Upon first hearing the story that Frank Thomas was announcing his retirement, this writer was a bit baffled. Wasn't he already retired? Apparently not. He didn't play in 2009 because no one offered him a job, which is a rather ignominious way to end what was a brilliant career. The previous sentence is even more stark in the little news that covered the slugger's absence from the game. After all, for a ten year period, he was one of the best batters in baseball. At least his formal announcement will give the baseball world some time to catch up and encapsulate his career, something that wasn't happening last year when he didn't play and very few people noticed. And it was a career worth talking about.
By any of the current player measurements, Frank Thomas was a great player. He led the league in OPS four times and OPS+ three times. He finished with a .974 career OPS. His career line finished at: .301/.419/.555. The .419 for On Base Percentage is what everyone will remember. Frank Thomas walked a LOT. He walked more than he struck out in his career. He walked over 100 times in a season ten times, including eight years in a row.
But he also hit the crap out of the ball when he did swing. He finished with 521 homers and had eleven seasons where he drove in more than 100 runs. And Frank Thomas was big. He was six foot, five inches tall and played close to 265 pounds. He led the league in doubles once and hit over 30 homers nine times.

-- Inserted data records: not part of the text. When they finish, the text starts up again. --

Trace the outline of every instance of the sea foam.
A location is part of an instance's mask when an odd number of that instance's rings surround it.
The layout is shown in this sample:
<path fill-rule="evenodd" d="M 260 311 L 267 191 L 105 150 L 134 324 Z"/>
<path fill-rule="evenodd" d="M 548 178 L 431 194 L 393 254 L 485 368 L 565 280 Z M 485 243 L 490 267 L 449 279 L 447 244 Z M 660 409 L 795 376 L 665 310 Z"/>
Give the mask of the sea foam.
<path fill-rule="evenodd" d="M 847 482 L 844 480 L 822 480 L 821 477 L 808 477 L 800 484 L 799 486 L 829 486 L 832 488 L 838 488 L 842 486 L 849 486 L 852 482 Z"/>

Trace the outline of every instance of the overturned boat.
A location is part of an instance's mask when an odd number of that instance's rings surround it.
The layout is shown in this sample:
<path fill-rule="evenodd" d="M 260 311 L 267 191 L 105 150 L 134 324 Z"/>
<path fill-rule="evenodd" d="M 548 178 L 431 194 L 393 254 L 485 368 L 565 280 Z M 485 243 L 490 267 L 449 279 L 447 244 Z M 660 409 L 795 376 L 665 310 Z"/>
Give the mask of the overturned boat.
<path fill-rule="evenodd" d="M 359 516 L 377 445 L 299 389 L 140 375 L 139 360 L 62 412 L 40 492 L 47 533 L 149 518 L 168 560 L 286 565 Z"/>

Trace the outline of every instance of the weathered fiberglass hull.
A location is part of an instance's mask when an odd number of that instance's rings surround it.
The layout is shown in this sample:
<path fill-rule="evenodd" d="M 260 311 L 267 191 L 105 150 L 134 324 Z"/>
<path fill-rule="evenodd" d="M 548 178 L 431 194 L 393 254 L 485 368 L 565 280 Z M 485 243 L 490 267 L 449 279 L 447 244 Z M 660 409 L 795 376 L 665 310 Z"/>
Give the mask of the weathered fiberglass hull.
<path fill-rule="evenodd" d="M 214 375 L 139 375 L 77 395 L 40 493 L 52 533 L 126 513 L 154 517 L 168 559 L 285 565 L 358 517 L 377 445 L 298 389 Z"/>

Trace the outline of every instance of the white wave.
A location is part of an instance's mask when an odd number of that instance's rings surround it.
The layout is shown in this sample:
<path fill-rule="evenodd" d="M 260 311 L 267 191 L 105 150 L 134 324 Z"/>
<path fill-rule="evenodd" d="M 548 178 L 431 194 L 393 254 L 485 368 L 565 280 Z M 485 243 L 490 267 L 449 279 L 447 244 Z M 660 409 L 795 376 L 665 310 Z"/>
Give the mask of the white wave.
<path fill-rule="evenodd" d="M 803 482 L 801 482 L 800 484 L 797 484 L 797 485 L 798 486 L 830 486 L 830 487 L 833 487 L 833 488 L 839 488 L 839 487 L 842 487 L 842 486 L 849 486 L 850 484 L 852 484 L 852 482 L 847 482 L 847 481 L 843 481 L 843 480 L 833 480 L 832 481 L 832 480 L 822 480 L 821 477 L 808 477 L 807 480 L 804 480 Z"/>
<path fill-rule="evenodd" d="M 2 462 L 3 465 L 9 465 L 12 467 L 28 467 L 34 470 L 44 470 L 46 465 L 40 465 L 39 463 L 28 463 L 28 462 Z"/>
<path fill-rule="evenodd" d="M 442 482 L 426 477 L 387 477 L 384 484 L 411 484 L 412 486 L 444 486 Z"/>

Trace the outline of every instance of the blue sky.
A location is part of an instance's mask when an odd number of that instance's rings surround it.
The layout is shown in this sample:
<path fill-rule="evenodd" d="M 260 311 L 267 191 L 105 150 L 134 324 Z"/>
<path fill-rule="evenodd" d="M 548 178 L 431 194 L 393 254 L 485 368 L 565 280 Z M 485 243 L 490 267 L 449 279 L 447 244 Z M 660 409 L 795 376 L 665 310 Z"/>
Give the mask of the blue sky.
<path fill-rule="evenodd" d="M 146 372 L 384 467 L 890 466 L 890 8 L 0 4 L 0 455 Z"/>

Frank Thomas finished in the top ten for MVP eight times. He won the award twice. His career WAR (wins over replacement) finished up at 75.9. To get some perspective on that number, Jim Thome sits at 66.9 and Hall of Famer, Eddie Murray finished at 66.7. Of course, that figure would have been higher if he hadn't been a first baseman/DH. Thomas wasn't much of a first baseman. His counting stats also suffered from three lost seasons in 2001, 2004 and 2005 when he missed most of those seasons.
Thomas had one last great season for the Oakland A's in 2006 and a very good campaign for the Blue Jays the following year. But in reality, he was never the force after 2001 that he was from 1991 to 2000. His slow and gradual decline, broken by a few over the top seasons after 2000 probably accounts for his low profile and lack of recognition from the average fan. In that regard, his career most compares to Harmon Killebrew whose career path was very similar.
Is Thomas a Hall of Fame candidate? Count the Fan with a resounding YES. His career exemplified power and patience and few ever did it better. By the way, there was another Frank Thomas who played when the Fan was growing up. He was also big (6' 3") and had a nice career from 1951 to 1966. He hit 286 homers. So the combined total of 807 homers by the pair of Frank Thomases has to be a record for any one name.